Styg slapped his left hand around his blade and yanked his sword toward him as he twisted his body away. He felt the spear point catch on his maille as it trailed across his side. Off balance, his sword half caught between his body and the spear, Styg realized there was no easy way to extricate himself from this situation without giving the man an opening. He simply let go of his sword and grabbed the Mongol’s spear with both hands.
The Mongol warrior stared at him, dumbfounded at Styg’s foolishness, and then he remembered what he and his companions had been doing before Styg’s interruption. His eyes widened as he struggled to yank his spear out of Styg’s grip, and after a second he let go of the spear and tried to pull his sword out of its scabbard, but he was too late.
The Mongol was suddenly—and very violently—smashed to the ground by the body of the fourth Mongol.
In the frenzied moment, everyone had forgotten the muscular giant. He had yanked on the ropes the fourth Mongol clung to, and before the hapless soul could disentangle himself, the giant had swung him like a club into the other still standing Mongol.
With a wordless yell, the giant advanced on the two sprawling men, and Styg got out of the way as he grabbed up a fallen spear and drove it through the chest of one man, through the leg of the other, and finally lodging the point deep in the ground. The Mongols struggled, pinned by the spear, and with a bellow of rage that Styg could swear shook the ground, the behemoth kicked each of the downed men in the head. The second one’s neck snapped at a horrific angle with a cracking nose that made Styg wince in sympathetic agony.
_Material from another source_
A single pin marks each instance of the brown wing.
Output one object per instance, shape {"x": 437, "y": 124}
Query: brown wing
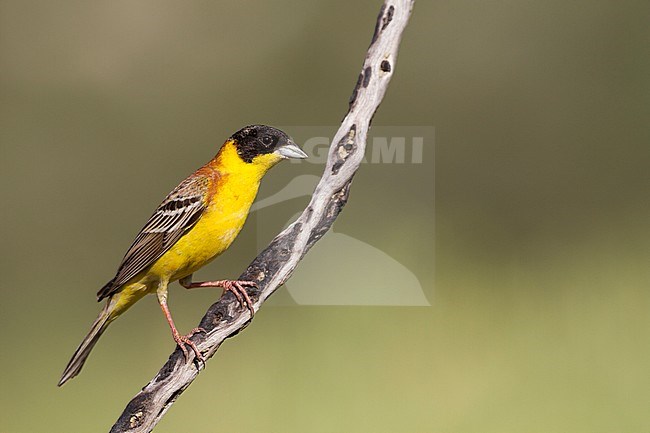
{"x": 175, "y": 216}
The immense man turned toward them, and Styg stared, open mouthed, up at the towering man. The giant stared at the Styg, chest heaving, eyes shining with murderous fire. He touched his hands to his chest, said one word—Madhukar—and held out his hands, still bound with rope.
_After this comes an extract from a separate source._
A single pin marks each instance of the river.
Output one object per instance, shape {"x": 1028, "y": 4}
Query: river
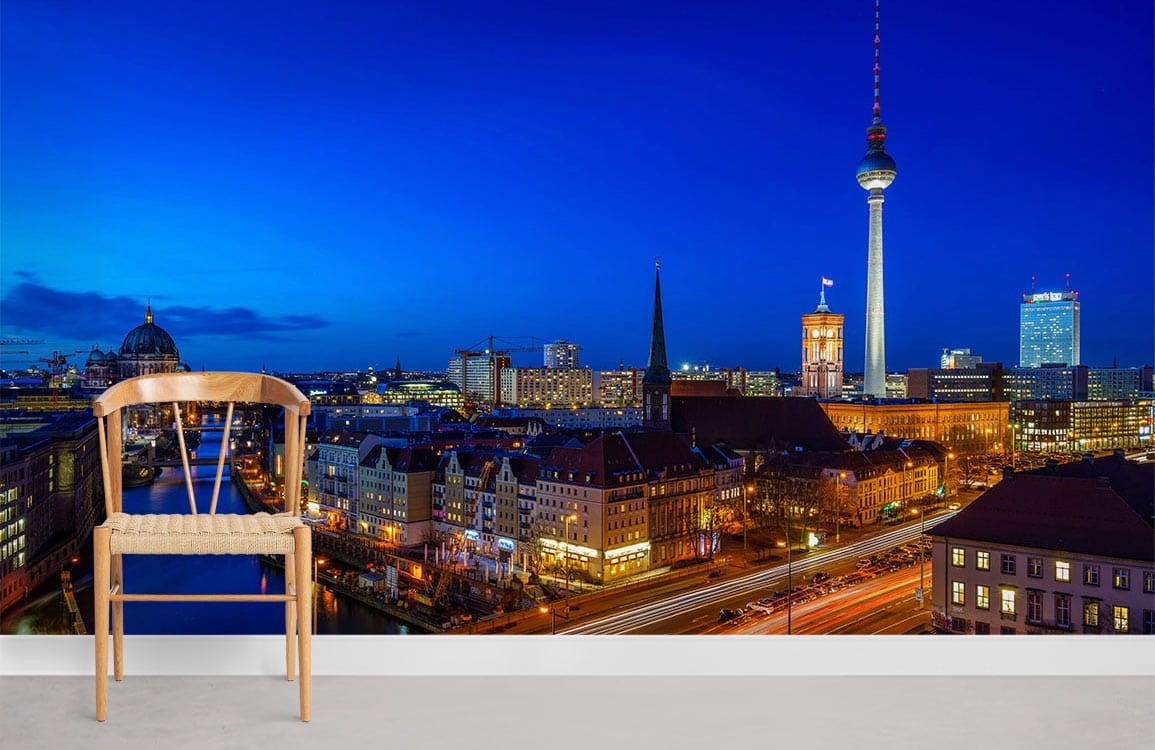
{"x": 198, "y": 574}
“I think you and I share the same enemy,” he said. He grinned as he cut the man’s bonds with his bloody sword.
CHAPTER FIFTY-FIVE
The Cave of the Great Bear
?gedei could not remember the last time he had been awake before anyone else. In Karakorum, the servants knew to let him sleep as late as he desired, though invariably Chucai would send a frightened messenger with some poorly veiled excuse of a crisis that demanded his attention. Some days, the desire for drink woke him; he had either drunk too little or too much the night before, and the spirits that lived in the wine would tug him away from sleep. His mouth would be dry, and they would whisper incessantly in his ear about how easy it would be to rinse out the dust with a mouthful of wine. During the long journey to Burqan-qaldun, he would wake to the sound of the camp preparing for another day: wood being chopped, meals being prepared, ger being disassembled, pack animals being loaded again.